In sum, this compact 500-page anthology has the odium of a “general store.” As such, it represents a collection of texts on the history of German Protestantism in the twentieth century, some of which are more interesting than others. This potpourri of texts does not provide an overall impression of what the Protestant movement actually looked like in the century of the “German catastrophe” (Friedrich Meinecke). The underlying concept of ‘constellation research’ proves to be far too abstract to address the subject at hand. Not all of the contributions refer to the concept of ‘constellation’ as a guiding principle. More concrete or more subject-related terms or concepts would have been preferable here, as they would have allowed for a more appropriate examination of the history of German Protestantism.
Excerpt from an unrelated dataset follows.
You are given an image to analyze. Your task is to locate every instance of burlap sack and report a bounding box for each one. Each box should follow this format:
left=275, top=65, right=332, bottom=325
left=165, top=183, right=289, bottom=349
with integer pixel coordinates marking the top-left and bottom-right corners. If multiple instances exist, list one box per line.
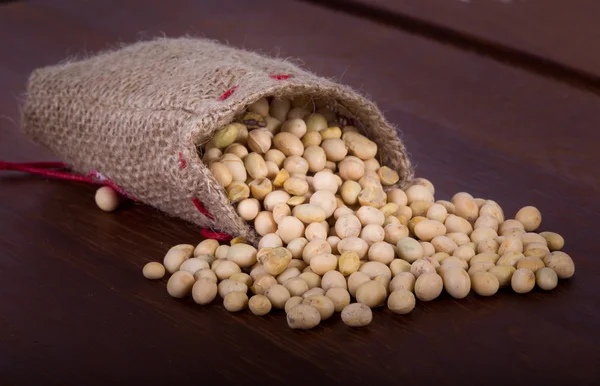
left=22, top=37, right=413, bottom=244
I will mention a few keywords and phrases: social and cultural trends toward secularization and the church’s resistance to them in the form of a conservative, militant anti-secularism; nationalism and völkisch thinking in theologically and ecclesiastically related forms of national Protestantism; Protestant Christian attitudes and positions on politics in general and, more specifically, on democracy, parliamentarianism, and party pluralism; Christian anti-Judaism and antisemitism as a mentality that had a massive influence on the dominant Christian denomination throughout the entire century. These are just a few of the long-standing issues that could be examined in detail and at the same time evaluated historically in relation to manifestations of German Protestantism in the fateful twentieth century. Unfortunately, we learn too little about these in the book with the promising title “Protestant Churches and Politics in Germany: Constellations in the 20th Century.” It is no coincidence that the editors provide no summary of any kind, either in the far-too-brief introduction or at the end of the book, that would do justice to the high aspirations of the book’s title.